Nobody kidnapped Ronnie from his business, took him to the track, stuffed him in that car then said “Hang on mother f***er” and sent him down the track. Ronnie built that car for NHRA and PDRA Top Sportsman. He had guys with him helping him try to win the race that weekend. There were hours upon hours upon hours of assembly, testing, tuning, and testing some more to make that car what it is. And the fact is a lot of us do that. Whether we have a 7.20 Malibu Wagon we bracket race, or a three second twin turbo Pro Mod we all are doing the same basic thing. We’re saying that we agree to risk our lives that we can force this car to the finish line, turn the winlight on anyway we can, for only a little bit of money, a little bit of fame, and our shot at everyone in the drag racing community knowing us forever. Now that being said if you are not aware of the consequences of this life we live then allow me to make you aware. You can die from drag racing. You can kill someone else in drag racing. You can kill an eight year old boy watching in the stand while drag racing. How do I know this? Because it’s happened. A lot of folks don’t know this but while Dodge was banned from NASCAR Richard Petty had a short stint in drag racing. Why’d it end? Because he ran into a crowd and killed some folks including a lil kid. It’s sad, yes. But it ain’t tragic. That lil boy was at a race track that didn’t have a wall. Richard lost control of his car and then some awful things happened. The people there knew there wasn’t a wall there. Nobody made them go to the track. Nobody made Richard go down the track. Just like nobody made Ronnie go down the track last weekend. Whether it was a junk track, windy, hot, cold, snowing, raining… Whatever. Ronnie knew of the conditions, got in the car and went to make a run.

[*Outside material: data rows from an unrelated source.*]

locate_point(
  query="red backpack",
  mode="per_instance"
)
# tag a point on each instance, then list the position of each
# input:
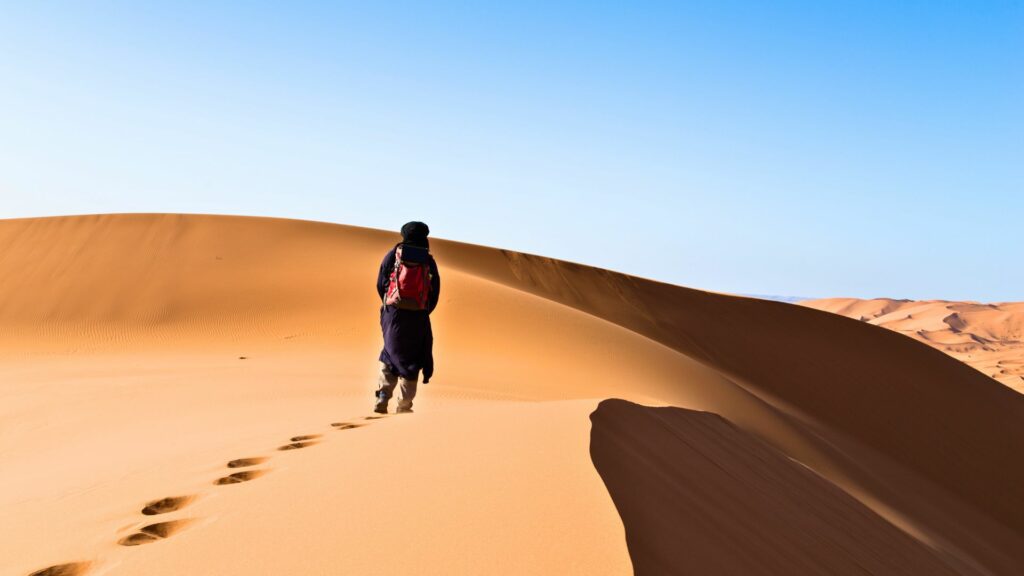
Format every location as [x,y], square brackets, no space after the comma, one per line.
[409,287]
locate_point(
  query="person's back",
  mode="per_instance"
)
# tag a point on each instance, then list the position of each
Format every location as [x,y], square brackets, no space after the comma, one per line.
[409,286]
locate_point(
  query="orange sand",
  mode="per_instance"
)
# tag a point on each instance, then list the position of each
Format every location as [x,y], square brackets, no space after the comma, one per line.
[989,337]
[801,442]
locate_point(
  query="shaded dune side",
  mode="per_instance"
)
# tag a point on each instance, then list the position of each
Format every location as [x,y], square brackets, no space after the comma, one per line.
[937,416]
[681,479]
[221,277]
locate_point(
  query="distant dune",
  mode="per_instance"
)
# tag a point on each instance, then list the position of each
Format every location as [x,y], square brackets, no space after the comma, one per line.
[989,337]
[190,395]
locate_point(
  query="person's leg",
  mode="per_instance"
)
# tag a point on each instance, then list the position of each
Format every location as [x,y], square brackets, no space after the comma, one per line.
[385,387]
[407,392]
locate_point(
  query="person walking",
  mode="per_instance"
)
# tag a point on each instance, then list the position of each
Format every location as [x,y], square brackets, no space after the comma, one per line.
[409,286]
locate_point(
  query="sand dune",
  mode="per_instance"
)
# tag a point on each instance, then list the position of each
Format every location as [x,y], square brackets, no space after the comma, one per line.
[989,337]
[183,395]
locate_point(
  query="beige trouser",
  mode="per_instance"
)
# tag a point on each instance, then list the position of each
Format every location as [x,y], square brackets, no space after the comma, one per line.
[386,384]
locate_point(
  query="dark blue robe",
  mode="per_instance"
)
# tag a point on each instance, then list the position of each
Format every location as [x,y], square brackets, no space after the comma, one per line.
[409,340]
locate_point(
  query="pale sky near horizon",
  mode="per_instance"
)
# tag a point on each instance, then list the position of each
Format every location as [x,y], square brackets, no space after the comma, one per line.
[807,149]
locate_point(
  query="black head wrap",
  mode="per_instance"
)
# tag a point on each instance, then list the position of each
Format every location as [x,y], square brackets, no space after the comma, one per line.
[416,234]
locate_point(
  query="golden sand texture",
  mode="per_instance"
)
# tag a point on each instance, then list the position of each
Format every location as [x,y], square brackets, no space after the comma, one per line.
[989,337]
[190,395]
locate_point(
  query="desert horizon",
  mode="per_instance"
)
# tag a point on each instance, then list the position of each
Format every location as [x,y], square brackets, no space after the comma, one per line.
[562,288]
[192,394]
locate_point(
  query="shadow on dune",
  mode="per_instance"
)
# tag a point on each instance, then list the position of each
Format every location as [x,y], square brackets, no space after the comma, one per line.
[698,495]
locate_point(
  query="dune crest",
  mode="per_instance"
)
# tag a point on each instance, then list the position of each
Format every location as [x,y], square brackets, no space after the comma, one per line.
[216,371]
[988,337]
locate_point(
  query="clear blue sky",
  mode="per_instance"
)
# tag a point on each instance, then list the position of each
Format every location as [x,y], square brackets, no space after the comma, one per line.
[821,149]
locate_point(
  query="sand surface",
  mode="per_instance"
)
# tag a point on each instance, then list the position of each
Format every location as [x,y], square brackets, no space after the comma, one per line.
[989,337]
[153,367]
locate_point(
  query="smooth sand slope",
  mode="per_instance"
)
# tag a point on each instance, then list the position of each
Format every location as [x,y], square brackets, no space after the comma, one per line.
[189,395]
[989,337]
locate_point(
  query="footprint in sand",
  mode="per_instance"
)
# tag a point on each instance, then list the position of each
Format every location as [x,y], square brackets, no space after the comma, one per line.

Now as for what actually killed Ronnie, I don’t know. There’s a million things in a race car that can kill you. Steering column through the chest, head & neck restraint failed, seatbelts failed, seat failed, nitrous bottle came loose and cracked his skull… Whatever it was I don’t know. I doubt we’ll ever know just because for whatever reason people decide to not talk about it. Maybe it’s threat of lawsuits and PDRA or Rockingham being shut down (which is absolutely f***ing stupid if I may add). But here’s what I think should be done:
These cars are getting faster. That’s obvious. So we need to find out what happened to Ronnie. And get guys like Jerry Bickel, Jerry Haas, Tim McCamis, Simpson, Impact, and Stroud design ways to prevent it from happening again. The big thing that everyone sees and recognize is Ronnie’s car spun around and took flight. Personally that’s what I think put him in the spot that killed him. In that circumstance if he stays on the race track I think he lives. So to fix the car from taking flight and going over the wall it’s really simple. Going back to NASCAR go look at the roof flaps. It keeps the cars on the race track. And the work AMAZINGLY WELL. That’s the only way I know of right now to keep the cars on the ground if you get spun around and it’s a start.
So to wrap this up I first want to extend our condolences from everyone here at DragCoverage to Ronnie’s friends and family. The next thing is that I don’t think everyone needs a HANS device or roof flaps on your car. If you want to run Top Fuel in flip flops, camo shorts, a Golds Gym t-shirt and your Aviators… Go for it! I won’t stop ya. But if you think you need somethings to help keep you safe incase something goes wrong I would encourage you and/or your chassis builder to start a conversation. It’s a sad time in drag racing and I hope everyone understands that this stuff is dangerous (as if you didn’t already know). We’ll all miss ya Ronnie!